What they accomplish isn't merely insufficient; it actually sets animal rights considerations further back. These campaigns invariably end up making those same people who donate feel better about maintaining the status quo concerning society's treatment of non-human animals as property. Is that what the vegan community really wants? Is this man who the vegan community really wants to champion?

Thursday, December 25, 2008

Locked Out of Indoor Cage, Two Baboons Die at Moncton, NB Zoo

Just in time for Xmas:

Tragedy has hit the Magnetic Hill Zoo in Moncton after two baboons died of hypothermia when they were accidentally locked out of their indoor home.

Bruce Dougan, the zoo's general manager, said an experienced zookeeper forgot to allow the animals back into their home after it was cleaned and new food was spread out on Monday night.

"And for some reason she forgot to let them back in, she forgot to open the door to let them back in," Dougan said.

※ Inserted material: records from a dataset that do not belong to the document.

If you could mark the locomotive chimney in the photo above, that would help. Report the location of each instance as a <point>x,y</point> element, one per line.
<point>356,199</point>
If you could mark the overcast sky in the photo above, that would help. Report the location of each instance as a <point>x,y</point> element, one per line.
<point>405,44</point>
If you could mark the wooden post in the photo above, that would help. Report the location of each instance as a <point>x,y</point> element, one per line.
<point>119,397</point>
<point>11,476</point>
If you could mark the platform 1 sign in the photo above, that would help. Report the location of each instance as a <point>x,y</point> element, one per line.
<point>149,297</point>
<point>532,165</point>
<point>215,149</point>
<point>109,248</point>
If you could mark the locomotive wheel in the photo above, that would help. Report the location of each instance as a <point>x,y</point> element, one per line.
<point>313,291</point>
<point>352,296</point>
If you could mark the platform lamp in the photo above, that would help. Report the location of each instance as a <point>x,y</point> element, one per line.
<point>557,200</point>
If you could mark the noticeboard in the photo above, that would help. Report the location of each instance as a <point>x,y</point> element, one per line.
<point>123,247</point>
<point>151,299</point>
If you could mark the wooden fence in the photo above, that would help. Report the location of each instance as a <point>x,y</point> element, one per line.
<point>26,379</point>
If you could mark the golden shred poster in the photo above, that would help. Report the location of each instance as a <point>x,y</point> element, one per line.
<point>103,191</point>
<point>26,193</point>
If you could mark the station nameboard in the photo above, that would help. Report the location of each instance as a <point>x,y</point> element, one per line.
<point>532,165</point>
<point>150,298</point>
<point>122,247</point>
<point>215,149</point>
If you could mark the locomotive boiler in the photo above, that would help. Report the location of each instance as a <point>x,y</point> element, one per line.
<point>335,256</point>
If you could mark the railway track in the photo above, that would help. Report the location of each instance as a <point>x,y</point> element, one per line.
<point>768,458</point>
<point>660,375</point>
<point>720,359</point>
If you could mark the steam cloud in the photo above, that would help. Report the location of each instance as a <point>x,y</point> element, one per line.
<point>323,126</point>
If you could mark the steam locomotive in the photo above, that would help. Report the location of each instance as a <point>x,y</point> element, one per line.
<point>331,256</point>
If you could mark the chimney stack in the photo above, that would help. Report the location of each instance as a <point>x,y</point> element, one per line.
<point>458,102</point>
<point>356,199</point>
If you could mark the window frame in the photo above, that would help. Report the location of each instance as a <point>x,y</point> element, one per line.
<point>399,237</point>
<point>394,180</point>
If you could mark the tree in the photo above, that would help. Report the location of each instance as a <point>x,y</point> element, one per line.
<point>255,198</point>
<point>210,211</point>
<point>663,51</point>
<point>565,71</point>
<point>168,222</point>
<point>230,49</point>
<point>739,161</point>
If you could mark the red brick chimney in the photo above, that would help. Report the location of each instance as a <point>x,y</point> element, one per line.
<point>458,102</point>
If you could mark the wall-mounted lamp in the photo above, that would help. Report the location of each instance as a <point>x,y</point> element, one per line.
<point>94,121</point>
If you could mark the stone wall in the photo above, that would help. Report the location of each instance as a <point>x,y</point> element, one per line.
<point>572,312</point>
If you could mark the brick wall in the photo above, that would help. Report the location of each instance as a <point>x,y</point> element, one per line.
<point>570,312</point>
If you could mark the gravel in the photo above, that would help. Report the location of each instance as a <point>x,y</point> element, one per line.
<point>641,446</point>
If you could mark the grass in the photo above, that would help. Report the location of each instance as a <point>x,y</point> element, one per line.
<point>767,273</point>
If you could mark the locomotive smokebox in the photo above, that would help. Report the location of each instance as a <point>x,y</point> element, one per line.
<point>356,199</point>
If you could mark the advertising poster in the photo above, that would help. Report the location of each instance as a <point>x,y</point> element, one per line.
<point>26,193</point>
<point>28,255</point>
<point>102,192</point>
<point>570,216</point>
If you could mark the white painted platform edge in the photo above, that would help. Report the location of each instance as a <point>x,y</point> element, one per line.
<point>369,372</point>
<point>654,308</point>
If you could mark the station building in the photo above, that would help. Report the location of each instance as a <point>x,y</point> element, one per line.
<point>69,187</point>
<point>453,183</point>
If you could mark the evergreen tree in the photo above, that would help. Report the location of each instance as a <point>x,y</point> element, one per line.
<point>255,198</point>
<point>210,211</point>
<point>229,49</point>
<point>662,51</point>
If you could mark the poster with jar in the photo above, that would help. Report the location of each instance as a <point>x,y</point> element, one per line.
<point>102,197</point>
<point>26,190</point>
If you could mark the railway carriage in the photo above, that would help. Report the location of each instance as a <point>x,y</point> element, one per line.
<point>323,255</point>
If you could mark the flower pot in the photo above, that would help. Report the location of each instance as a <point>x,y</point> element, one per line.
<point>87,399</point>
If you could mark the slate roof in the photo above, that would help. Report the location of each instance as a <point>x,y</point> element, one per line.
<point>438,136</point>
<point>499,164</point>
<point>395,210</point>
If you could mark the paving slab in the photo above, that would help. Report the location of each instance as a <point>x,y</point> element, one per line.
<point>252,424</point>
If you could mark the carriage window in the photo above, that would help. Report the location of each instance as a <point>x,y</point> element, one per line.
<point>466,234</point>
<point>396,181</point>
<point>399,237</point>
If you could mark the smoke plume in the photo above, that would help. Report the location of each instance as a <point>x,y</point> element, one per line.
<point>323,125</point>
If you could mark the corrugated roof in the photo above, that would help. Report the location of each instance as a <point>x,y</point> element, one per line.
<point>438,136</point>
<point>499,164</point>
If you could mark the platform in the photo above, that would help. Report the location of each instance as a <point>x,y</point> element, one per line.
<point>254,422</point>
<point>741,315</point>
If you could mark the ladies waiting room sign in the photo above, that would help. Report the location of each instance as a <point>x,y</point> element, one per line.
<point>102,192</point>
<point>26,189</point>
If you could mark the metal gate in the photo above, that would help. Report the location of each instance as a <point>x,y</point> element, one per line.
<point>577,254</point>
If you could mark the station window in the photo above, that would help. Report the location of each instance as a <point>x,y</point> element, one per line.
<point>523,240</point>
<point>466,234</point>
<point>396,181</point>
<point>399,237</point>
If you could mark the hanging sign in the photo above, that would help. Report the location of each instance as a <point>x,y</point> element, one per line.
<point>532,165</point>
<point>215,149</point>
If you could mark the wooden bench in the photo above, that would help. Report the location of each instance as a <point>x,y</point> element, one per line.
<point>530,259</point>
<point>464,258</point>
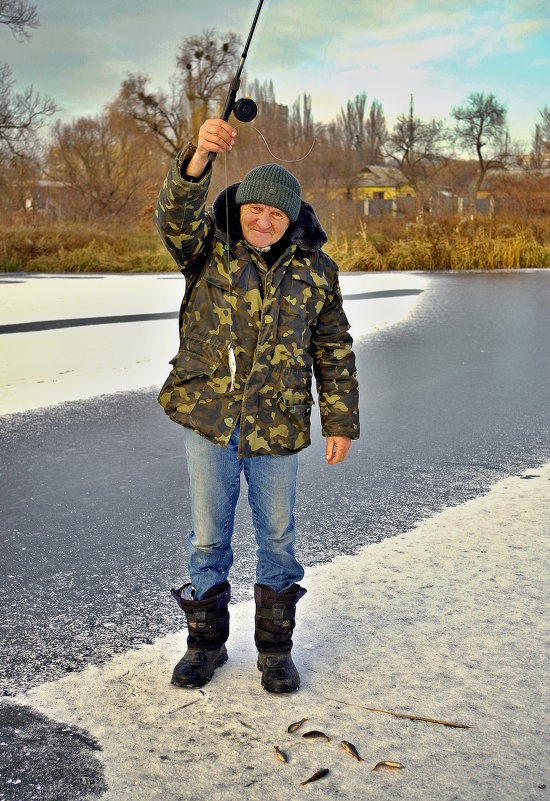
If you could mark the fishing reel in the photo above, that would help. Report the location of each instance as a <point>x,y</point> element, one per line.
<point>245,109</point>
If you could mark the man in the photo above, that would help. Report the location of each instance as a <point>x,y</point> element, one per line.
<point>262,309</point>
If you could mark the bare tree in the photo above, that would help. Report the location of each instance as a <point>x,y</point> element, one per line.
<point>105,164</point>
<point>164,114</point>
<point>22,114</point>
<point>481,129</point>
<point>205,66</point>
<point>19,16</point>
<point>544,124</point>
<point>417,148</point>
<point>377,133</point>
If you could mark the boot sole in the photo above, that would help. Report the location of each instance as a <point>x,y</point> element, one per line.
<point>188,686</point>
<point>276,690</point>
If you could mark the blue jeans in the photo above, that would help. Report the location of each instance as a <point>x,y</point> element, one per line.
<point>215,479</point>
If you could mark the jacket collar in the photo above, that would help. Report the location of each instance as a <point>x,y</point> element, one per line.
<point>307,232</point>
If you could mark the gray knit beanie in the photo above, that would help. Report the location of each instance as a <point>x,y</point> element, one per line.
<point>271,185</point>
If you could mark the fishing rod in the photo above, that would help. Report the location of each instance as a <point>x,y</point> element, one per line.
<point>244,109</point>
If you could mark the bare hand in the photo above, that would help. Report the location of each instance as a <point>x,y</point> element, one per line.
<point>215,136</point>
<point>337,449</point>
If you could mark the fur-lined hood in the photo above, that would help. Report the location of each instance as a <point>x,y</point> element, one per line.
<point>307,232</point>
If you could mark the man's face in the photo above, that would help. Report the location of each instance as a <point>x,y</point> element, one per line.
<point>262,225</point>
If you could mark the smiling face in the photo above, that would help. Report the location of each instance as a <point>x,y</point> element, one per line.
<point>262,225</point>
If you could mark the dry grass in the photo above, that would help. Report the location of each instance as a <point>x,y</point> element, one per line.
<point>381,244</point>
<point>81,248</point>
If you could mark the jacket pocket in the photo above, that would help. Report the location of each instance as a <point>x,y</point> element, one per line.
<point>186,382</point>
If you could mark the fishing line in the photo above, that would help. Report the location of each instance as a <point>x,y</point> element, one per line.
<point>278,158</point>
<point>230,352</point>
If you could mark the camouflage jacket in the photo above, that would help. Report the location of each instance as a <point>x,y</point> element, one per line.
<point>283,322</point>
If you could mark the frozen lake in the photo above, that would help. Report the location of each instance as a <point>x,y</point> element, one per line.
<point>454,373</point>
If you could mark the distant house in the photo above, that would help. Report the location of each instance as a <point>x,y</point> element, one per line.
<point>42,195</point>
<point>384,189</point>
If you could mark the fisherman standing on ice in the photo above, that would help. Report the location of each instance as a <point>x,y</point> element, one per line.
<point>262,311</point>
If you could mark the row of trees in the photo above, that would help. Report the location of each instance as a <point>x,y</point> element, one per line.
<point>110,166</point>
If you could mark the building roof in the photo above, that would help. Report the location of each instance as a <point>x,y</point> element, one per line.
<point>379,175</point>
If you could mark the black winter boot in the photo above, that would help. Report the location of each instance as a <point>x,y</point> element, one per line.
<point>275,613</point>
<point>208,630</point>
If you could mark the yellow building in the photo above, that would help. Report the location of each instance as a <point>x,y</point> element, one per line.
<point>382,183</point>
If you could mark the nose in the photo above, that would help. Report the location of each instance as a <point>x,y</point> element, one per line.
<point>264,220</point>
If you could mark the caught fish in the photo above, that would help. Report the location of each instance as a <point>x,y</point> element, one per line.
<point>294,726</point>
<point>281,756</point>
<point>232,365</point>
<point>351,749</point>
<point>388,763</point>
<point>318,775</point>
<point>316,735</point>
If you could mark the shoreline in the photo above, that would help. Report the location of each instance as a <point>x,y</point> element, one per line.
<point>449,621</point>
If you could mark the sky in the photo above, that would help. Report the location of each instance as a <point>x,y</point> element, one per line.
<point>437,50</point>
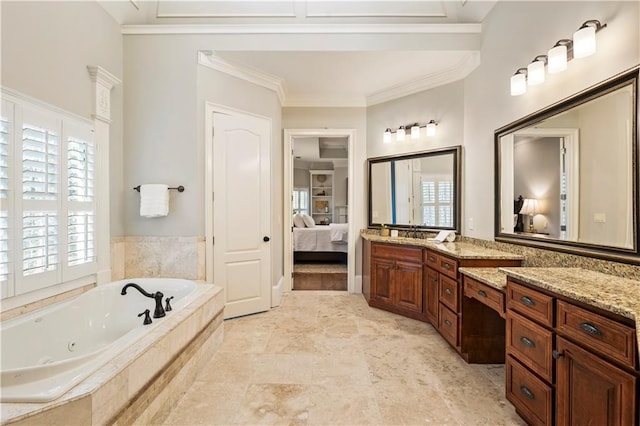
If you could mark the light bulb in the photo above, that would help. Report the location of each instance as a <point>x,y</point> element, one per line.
<point>415,131</point>
<point>584,42</point>
<point>535,73</point>
<point>518,84</point>
<point>557,59</point>
<point>387,136</point>
<point>400,134</point>
<point>431,128</point>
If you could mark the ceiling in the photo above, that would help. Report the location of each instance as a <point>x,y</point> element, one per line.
<point>337,53</point>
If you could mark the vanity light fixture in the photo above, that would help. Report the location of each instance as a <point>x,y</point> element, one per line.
<point>582,45</point>
<point>558,56</point>
<point>519,82</point>
<point>535,70</point>
<point>387,136</point>
<point>415,130</point>
<point>431,128</point>
<point>401,133</point>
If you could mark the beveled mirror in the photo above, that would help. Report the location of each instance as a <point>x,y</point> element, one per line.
<point>567,176</point>
<point>420,189</point>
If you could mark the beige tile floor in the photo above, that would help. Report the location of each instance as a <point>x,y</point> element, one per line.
<point>328,358</point>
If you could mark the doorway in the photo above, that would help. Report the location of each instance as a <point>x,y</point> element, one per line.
<point>318,185</point>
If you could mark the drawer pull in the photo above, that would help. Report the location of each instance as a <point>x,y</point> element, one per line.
<point>528,342</point>
<point>526,392</point>
<point>527,301</point>
<point>590,329</point>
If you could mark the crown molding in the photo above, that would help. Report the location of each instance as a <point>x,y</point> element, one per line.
<point>269,81</point>
<point>455,73</point>
<point>303,29</point>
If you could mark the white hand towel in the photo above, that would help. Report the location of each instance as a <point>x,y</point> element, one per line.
<point>154,200</point>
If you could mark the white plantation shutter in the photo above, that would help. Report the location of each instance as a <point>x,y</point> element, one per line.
<point>6,159</point>
<point>47,189</point>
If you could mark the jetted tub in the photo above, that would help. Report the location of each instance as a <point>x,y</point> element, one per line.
<point>47,352</point>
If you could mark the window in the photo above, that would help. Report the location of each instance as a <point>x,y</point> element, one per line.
<point>47,190</point>
<point>300,200</point>
<point>437,202</point>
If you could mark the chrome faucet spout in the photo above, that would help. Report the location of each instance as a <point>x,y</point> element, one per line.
<point>157,296</point>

Dougan said the animals spent the night outside and died of hypothermia.

"The female had already perished and the male was in dire straits. We called the vet in right away and unfortunately he died shortly thereafter," Dougan said.

Staff at the zoo are "very distraught" over the accident, he said, but none more so than the zookeeper involved.

Environment Canada data shows the temperature ranged from –9.1 C at 8 p.m. Monday to –2 at 8 a.m. At 2 a.m., the wind chill, in heavy, blowing snow, made it feel like –16.

Dougan said the two olive baboons were medium-sized primates, weighing roughly 10 kilograms. Although these animals are used to spending their days outside, Dougan said the night that they spent outdoors was just too cold for them to survive.

"That night was very, very cold," he said.

"Baboons are hearty animals. They spend all their days outside in the winter — they enjoyed being outside in the winter."

Dougan said nothing like this has ever happened before at the zoo.